Yeah, at what kind of expense?
It's not exactly cheap, but the cost is worth the security.
-
@IRJ said in Protecting your business network:
@Dashrender said in Protecting your business network:
@IRJ said in Protecting your business network:
A NAC could also automate what is done with different types of devices.
Yeah, at what kind of expense?
It's not exactly cheap, but the cost is worth the security.
Depends on the business of course. They aren't cheap for sure and the value of the security would have to be determined by the business. For most SMBs I don't think a full on NAC is going to be worth the investment. For larger scale organizations, or highly secure ones, then yes it will be.
-
@IRJ said in Protecting your business network:
@Dashrender said in Protecting your business network:
@IRJ said in Protecting your business network:
A NAC could also automate what is done with different types of devices.
Yeah, at what kind of expense?
It's not exactly cheap, but the cost is worth the security.
Ya we run ISE. Its pretty nice as every machine is auto joined to the correct VLAN.
-
@IRJ said in Protecting your business network:
@Dashrender said in Protecting your business network:
@IRJ said in Protecting your business network:
A NAC could also automate what is done with different types of devices.

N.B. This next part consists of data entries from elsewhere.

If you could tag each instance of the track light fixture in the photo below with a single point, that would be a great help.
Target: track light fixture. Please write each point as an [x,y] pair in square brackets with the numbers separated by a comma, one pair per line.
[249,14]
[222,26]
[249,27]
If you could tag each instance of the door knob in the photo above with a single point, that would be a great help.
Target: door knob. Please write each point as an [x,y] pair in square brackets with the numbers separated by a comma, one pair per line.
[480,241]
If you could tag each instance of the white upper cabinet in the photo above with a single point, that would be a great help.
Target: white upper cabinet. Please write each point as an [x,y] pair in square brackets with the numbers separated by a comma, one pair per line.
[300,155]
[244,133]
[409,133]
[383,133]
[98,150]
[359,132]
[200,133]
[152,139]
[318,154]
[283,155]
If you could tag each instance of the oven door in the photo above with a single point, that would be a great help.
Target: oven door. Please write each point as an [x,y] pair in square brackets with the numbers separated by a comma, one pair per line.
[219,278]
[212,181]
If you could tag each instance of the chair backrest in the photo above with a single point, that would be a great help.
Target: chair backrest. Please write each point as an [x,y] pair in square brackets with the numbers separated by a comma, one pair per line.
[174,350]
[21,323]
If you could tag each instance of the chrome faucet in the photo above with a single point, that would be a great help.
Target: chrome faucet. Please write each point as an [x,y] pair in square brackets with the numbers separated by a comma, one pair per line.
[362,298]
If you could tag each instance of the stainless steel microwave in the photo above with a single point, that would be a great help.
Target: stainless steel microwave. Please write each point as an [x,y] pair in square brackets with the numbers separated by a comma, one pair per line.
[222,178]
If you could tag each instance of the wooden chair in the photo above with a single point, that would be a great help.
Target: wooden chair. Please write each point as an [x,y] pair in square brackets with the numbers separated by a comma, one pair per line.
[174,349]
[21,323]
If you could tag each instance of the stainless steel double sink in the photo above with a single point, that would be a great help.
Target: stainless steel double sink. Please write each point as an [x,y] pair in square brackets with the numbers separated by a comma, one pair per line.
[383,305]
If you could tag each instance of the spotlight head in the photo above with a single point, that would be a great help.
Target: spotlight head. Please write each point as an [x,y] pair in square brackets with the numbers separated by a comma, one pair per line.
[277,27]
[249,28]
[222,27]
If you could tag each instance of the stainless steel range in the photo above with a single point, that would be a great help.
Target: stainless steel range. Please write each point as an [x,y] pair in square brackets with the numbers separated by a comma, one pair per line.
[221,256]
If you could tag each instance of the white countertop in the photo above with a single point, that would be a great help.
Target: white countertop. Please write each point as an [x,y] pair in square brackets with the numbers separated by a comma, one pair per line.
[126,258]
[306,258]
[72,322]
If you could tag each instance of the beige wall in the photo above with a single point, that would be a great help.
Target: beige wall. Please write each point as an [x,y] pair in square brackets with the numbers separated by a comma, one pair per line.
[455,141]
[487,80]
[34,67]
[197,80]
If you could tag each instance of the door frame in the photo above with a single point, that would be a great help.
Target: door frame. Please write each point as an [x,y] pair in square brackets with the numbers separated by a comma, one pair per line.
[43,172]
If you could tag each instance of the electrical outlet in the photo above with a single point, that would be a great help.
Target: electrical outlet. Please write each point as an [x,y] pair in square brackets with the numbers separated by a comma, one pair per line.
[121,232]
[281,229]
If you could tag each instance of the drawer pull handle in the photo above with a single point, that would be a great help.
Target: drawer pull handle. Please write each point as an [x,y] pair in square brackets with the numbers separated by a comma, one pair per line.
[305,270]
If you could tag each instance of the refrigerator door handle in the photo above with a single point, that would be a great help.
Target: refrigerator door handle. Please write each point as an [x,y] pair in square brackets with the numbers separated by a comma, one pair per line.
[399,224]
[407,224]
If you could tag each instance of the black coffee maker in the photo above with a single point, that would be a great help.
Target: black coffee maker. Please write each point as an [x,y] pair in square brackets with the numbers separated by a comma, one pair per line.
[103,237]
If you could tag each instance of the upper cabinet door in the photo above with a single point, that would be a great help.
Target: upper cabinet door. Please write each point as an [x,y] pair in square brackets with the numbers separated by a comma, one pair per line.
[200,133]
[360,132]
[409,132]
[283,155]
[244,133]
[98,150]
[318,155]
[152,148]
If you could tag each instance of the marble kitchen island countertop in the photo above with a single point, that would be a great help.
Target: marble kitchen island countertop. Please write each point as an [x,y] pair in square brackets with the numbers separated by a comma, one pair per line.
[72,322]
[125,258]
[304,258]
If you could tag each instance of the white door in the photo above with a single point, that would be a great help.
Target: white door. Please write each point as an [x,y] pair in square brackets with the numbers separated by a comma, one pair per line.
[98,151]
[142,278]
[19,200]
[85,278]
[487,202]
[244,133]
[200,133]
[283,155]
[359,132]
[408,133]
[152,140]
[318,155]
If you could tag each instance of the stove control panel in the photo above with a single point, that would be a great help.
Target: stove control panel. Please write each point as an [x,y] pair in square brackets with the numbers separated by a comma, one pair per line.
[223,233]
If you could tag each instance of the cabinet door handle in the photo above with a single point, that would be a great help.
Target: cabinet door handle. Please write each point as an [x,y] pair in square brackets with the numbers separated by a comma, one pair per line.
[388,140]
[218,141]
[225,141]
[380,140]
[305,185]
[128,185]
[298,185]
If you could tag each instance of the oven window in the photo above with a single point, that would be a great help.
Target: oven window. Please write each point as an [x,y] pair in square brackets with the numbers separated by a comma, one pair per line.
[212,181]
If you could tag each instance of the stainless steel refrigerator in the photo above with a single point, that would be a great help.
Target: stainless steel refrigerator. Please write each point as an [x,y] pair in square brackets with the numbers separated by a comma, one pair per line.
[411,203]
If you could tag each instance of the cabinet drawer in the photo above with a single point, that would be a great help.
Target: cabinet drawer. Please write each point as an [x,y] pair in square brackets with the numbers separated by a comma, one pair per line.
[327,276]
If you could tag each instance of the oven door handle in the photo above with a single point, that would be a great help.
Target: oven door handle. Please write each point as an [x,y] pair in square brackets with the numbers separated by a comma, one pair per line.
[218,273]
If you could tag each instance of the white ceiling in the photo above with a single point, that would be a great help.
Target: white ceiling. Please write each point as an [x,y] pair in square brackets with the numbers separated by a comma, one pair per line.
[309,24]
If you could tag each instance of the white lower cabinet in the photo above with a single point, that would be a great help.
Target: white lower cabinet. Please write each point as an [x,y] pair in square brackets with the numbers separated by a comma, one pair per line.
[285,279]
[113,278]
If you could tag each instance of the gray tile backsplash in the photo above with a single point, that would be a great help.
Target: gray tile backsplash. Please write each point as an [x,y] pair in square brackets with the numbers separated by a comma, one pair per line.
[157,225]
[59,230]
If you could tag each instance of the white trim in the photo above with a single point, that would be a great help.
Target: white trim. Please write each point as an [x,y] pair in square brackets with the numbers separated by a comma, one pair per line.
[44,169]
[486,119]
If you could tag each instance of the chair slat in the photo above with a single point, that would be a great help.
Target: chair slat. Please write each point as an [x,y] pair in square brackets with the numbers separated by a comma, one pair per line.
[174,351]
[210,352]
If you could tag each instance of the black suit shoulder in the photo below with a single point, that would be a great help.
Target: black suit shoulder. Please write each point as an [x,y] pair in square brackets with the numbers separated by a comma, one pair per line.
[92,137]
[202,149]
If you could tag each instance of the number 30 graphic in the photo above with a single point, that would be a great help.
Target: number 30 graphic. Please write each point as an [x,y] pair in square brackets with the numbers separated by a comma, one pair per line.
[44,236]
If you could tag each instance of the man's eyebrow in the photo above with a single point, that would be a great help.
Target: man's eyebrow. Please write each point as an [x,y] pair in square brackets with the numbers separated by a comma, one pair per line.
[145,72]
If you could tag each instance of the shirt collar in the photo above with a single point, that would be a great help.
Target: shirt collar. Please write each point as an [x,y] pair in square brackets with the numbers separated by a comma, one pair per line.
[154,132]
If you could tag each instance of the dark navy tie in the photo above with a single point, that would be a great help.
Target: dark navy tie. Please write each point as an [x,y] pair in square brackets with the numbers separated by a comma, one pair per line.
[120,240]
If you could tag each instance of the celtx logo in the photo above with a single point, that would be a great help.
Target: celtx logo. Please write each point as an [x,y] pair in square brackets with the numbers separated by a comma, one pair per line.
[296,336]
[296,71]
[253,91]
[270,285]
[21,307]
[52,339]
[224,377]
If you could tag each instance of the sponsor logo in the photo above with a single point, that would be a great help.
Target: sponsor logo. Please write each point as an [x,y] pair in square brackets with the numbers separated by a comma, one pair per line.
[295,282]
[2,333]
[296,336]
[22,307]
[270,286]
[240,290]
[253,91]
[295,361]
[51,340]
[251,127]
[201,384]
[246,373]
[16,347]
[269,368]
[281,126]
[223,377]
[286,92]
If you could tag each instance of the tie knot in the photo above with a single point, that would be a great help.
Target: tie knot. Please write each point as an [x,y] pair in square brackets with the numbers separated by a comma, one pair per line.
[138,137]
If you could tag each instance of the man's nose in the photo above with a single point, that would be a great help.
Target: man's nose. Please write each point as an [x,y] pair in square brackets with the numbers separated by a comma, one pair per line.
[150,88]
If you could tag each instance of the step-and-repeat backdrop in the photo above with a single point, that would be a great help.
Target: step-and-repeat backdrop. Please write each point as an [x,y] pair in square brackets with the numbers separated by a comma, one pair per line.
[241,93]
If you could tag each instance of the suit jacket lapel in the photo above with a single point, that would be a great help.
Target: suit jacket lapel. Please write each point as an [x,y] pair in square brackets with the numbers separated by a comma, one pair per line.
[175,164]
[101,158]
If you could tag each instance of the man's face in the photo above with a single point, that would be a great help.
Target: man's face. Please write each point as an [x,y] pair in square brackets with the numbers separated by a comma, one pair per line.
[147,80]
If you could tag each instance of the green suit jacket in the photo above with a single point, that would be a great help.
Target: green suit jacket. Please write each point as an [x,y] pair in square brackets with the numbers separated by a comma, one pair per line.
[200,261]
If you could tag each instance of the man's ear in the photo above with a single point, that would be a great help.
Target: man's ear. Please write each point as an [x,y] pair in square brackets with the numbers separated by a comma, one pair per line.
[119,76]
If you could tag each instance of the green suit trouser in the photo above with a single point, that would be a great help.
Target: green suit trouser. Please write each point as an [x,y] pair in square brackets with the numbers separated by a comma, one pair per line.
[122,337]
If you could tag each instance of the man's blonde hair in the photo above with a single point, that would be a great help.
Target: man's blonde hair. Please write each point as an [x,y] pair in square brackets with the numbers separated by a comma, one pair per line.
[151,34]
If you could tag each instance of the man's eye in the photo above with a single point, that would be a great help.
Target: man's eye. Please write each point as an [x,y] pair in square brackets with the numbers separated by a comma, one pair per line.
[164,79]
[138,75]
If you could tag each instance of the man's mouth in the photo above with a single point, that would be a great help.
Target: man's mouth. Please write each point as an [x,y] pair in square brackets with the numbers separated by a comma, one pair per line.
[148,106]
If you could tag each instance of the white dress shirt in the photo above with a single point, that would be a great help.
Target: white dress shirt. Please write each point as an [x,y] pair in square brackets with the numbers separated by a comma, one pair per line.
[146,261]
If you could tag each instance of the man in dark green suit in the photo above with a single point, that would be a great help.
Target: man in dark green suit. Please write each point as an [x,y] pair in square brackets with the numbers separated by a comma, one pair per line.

Yeah, at what kind of expense?
It's not exactly cheap, but the cost is worth the security.
What is not exactly cheap? We talking $5K? no way that would be purchased here. Managing it via VLAN would definitely be the choice.
-
@stacksofplates said in Protecting your business network:
@IRJ said in Protecting your business network:
@Dashrender said in Protecting your business network:
@IRJ said in Protecting your business network:
A NAC could also automate what is done with different types of devices.
Yeah, at what kind of expense?
It's not exactly cheap, but the cost is worth the security.
Ya we run ISE. Its pretty nice as every machine is auto joined to the correct VLAN.
We use ISE here as well. Very nice tool. Not something I see small doctors offices or SMBs using very often.
-
Why not just put them on a VLAN and limit what protocols they can use between VLANS?